Bij de UvA deed men afgelopen week een goede poging. Een #metoo-schandaal, aan het licht gebracht door NRC, wekte begrijpelijkerwijs de woede van velen. De organisatoren van een demonstratie echter vroegen behalve aandacht voor sociale onveiligheid óók om het ontslag van de betreffende docent, het aftreden van het College van Bestuur en de decaan, nieuwe klachtenregelingen, de afschaffing van alle vormen van hiërarchie, de dekolonisatie van het onderwijs, een vast contract voor alle docenten, halvering van het collegegeld én een einde aan de bezuinigingen van het kabinet.
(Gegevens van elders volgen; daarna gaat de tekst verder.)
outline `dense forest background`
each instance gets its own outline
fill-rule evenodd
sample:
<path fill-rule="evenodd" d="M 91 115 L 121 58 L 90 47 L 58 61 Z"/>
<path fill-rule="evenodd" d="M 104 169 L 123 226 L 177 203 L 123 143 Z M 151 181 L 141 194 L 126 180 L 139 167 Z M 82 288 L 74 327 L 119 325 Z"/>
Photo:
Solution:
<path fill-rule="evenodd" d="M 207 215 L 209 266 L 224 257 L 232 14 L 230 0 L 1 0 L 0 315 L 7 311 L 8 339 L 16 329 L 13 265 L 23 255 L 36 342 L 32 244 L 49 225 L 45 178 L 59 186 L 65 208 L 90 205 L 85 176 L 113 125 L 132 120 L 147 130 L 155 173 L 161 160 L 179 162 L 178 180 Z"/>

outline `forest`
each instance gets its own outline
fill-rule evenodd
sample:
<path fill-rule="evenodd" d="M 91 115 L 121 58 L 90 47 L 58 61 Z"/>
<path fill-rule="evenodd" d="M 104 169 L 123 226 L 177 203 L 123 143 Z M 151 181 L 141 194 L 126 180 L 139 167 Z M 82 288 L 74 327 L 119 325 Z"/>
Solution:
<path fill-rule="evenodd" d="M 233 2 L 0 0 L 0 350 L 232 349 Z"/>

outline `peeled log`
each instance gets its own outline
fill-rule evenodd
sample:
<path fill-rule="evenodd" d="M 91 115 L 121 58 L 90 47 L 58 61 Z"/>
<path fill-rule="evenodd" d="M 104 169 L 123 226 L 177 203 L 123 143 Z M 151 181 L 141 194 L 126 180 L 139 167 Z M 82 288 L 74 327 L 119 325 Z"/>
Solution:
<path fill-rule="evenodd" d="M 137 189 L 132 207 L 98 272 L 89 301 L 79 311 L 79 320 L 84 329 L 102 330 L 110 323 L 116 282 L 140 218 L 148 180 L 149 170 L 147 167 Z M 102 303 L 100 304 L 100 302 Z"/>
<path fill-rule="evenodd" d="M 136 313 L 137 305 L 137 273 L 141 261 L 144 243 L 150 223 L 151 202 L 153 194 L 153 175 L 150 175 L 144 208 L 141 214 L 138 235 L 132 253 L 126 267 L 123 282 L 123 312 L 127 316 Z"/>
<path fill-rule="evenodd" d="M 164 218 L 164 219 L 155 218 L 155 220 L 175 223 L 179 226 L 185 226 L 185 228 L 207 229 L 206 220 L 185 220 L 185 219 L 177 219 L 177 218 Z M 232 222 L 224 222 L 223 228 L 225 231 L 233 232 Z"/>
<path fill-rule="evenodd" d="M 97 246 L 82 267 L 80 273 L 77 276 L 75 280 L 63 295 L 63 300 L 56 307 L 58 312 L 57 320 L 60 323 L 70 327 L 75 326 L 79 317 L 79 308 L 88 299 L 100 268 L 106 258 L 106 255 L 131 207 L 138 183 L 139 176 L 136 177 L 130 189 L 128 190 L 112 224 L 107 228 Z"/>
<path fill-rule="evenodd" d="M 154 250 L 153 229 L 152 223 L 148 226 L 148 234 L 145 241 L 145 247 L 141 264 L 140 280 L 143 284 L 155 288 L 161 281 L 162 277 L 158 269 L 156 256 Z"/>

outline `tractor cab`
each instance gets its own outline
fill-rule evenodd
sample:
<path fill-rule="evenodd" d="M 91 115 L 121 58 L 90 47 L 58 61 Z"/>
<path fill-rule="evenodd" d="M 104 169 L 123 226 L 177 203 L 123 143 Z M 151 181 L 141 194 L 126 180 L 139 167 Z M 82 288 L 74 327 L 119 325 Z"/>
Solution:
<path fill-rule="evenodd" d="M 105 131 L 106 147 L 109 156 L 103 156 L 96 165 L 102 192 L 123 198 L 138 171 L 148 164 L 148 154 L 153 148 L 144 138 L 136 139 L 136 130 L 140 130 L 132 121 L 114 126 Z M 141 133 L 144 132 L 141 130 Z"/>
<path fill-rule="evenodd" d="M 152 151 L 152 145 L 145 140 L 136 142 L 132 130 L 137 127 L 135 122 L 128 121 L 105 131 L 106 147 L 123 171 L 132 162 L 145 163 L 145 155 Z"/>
Voor degenen die dit volledige eisenpakket steunden bleek een grasveldje ruimschoots voldoende, mét inachtneming van de anderhalvemeterregels.
Dit combineren van demonstraties is een eenvoudige doch doeltreffende manier om de druk op politie en het openbaar vervoer te verlichten. Op het Malieveld deden ze het gisteren nog niet eens zo gek: men vroeg niet alleen om het einde van de lockdown, maar maakte ook gebruik van het vrije demonstratierecht om te protesteren tegen de dictatuur. Welk land men in beide gevallen voor ogen had, ontging me overigens, maar allicht dat mensen die het met één van de eisen niet eens waren, thuis zijn gebleven. Niettemin liep het uit de hand, en dat betekent dat het de volgende keer dus nog efficiënter moet.
Het Malieveld leent zich bij uitstek om in plaats van één grote demonstratie een groot aantal kleine demonstraties tegelijk aan te bieden. Knip de boel op en maak verschillende vakken, bijvoorbeeld eentje voor mensen die tegen racisme zijn, een eind willen aan de lockdown, J.P. Coen een lul vinden maar niet bang zijn voor 5G. Dat scheelt al gauw drie noodverordeningen en de autoriteiten kunnen het publiek ook veel gerichter informeren: ‘Kom niet meer naar Den Haag als u J.P. Coen een lul vindt. U kunt nog wel komen als u vóór Zwarte Piet bent.’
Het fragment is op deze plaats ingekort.